Osmanlı’dan Ulus-Devlete Doğu Akdeniz Liman Kentlerinde Mekâna Müdahale Ve Kent Kimliğindeki Değişim-Mersin Ve Volos Örneği



Changing Urban Identity in The Eastern Mediterranean Port Cities from the Ottoman Period to the Nation-State: Case of Mersin and Volos



Eastern Mediterranean port cities had been the spaces of exchange during the nineteenth century, when Ottoman Empire ran into a modernization process due to the changing commercial relations to the industrialized core. As a result, new land use units began to occur within urban form and urban space was shaped in a relational way, depending on the needs and expectations of local actors.


Despite many differences between each of them, modernity projects of the nation states was aiming to produce its own urban space, from the beginning of twentieth century. This process revealed itself through interventions on urban space, which became a medium for nation states to reproduce their new identities.


The ideals of nation states to create a new identity brought about significant transformations in urban identity of port cities, owing its existence to social diversity and its urban space. In this period, the reciprocal relation of the city to the sea was broken, due to implementation of new large-scale infrastructure projects, like port areas. Consequently, the relational positioning of different land uses in urban form and the coherent urban structure they produced were disappeared. Furthermore, these investments dismantled the relational space, produced through the components of identity and character of port cities.
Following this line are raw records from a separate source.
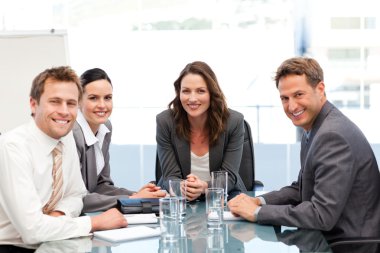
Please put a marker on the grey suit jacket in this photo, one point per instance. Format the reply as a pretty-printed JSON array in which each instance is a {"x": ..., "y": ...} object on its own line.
[
  {"x": 102, "y": 194},
  {"x": 338, "y": 188},
  {"x": 174, "y": 151}
]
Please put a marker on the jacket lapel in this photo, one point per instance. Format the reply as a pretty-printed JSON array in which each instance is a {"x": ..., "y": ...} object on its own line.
[
  {"x": 216, "y": 153},
  {"x": 183, "y": 154}
]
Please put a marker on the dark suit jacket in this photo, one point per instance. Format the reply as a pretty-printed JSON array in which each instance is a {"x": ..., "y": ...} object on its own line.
[
  {"x": 338, "y": 188},
  {"x": 102, "y": 194},
  {"x": 174, "y": 151}
]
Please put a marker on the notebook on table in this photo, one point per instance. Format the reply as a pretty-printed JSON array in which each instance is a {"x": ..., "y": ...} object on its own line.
[
  {"x": 126, "y": 234},
  {"x": 142, "y": 218}
]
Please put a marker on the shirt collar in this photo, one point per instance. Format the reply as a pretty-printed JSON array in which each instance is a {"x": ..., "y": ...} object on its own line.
[{"x": 89, "y": 136}]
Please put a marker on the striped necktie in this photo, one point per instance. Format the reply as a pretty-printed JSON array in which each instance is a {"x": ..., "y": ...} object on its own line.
[{"x": 57, "y": 180}]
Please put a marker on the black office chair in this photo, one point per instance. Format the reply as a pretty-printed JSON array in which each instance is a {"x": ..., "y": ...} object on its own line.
[
  {"x": 353, "y": 245},
  {"x": 247, "y": 165}
]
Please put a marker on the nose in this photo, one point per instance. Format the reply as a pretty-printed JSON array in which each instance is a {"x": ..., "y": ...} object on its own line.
[
  {"x": 192, "y": 97},
  {"x": 101, "y": 103},
  {"x": 292, "y": 105},
  {"x": 64, "y": 109}
]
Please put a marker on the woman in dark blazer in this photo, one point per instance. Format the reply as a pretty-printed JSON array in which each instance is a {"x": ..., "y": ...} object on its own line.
[
  {"x": 92, "y": 133},
  {"x": 199, "y": 134}
]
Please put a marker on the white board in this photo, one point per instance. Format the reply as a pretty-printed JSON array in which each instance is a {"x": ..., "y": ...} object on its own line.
[{"x": 22, "y": 56}]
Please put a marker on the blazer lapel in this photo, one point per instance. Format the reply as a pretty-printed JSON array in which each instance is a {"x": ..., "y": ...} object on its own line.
[
  {"x": 216, "y": 153},
  {"x": 183, "y": 155}
]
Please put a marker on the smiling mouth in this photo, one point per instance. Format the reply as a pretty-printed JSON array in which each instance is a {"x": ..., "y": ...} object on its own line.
[
  {"x": 100, "y": 113},
  {"x": 61, "y": 122},
  {"x": 194, "y": 106},
  {"x": 296, "y": 114}
]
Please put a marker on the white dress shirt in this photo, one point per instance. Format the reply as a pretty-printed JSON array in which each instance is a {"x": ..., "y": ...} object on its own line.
[
  {"x": 26, "y": 163},
  {"x": 200, "y": 166},
  {"x": 91, "y": 139}
]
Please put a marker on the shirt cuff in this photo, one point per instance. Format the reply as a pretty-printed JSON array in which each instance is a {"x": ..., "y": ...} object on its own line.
[
  {"x": 256, "y": 213},
  {"x": 262, "y": 200}
]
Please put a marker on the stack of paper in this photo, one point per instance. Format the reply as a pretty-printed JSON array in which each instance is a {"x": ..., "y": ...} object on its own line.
[
  {"x": 141, "y": 218},
  {"x": 226, "y": 216},
  {"x": 125, "y": 234}
]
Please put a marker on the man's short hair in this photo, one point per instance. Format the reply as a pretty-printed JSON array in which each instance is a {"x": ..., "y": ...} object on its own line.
[
  {"x": 63, "y": 73},
  {"x": 300, "y": 66}
]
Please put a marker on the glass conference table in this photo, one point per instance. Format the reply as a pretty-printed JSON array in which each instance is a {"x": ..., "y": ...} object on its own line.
[{"x": 235, "y": 236}]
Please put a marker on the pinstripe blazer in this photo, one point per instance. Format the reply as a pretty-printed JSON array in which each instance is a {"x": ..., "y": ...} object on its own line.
[
  {"x": 102, "y": 194},
  {"x": 174, "y": 152}
]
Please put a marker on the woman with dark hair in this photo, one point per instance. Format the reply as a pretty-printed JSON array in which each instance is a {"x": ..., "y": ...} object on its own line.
[
  {"x": 198, "y": 134},
  {"x": 92, "y": 133}
]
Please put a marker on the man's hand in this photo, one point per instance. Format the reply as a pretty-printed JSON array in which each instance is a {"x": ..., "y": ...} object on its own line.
[
  {"x": 110, "y": 219},
  {"x": 194, "y": 187},
  {"x": 56, "y": 213},
  {"x": 149, "y": 191},
  {"x": 244, "y": 206}
]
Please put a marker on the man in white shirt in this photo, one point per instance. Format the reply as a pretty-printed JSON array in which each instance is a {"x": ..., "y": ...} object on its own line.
[{"x": 26, "y": 167}]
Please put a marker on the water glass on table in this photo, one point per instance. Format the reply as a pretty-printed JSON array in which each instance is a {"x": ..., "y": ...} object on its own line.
[
  {"x": 214, "y": 207},
  {"x": 219, "y": 179},
  {"x": 169, "y": 218},
  {"x": 177, "y": 189}
]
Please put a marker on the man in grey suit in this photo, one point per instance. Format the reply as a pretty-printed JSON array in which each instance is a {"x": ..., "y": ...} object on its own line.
[{"x": 338, "y": 187}]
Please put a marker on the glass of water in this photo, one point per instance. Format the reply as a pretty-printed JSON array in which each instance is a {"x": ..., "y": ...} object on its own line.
[
  {"x": 214, "y": 207},
  {"x": 219, "y": 179},
  {"x": 177, "y": 189}
]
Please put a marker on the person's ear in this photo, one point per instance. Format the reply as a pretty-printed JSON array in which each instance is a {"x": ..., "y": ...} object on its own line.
[{"x": 33, "y": 105}]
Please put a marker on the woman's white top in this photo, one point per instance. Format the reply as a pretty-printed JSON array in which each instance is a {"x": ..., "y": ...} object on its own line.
[{"x": 96, "y": 140}]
In this study, changing identity of Eastern Mediterranean port cities is investigated through a comparison between Mersin and Volos, two cities of a similar scale. Being a part of two different nation states -Turkey and Greece- the changing identity and urban space characteristics in these port cities are scrutinized through an exploration into the spatial politics of nation states, whether they took into consideration the local distinctiveness of port cities, needs and expectations of local actors, and the components of their identity and character. The effect of these interventions on public space is on the forefront of the discussion.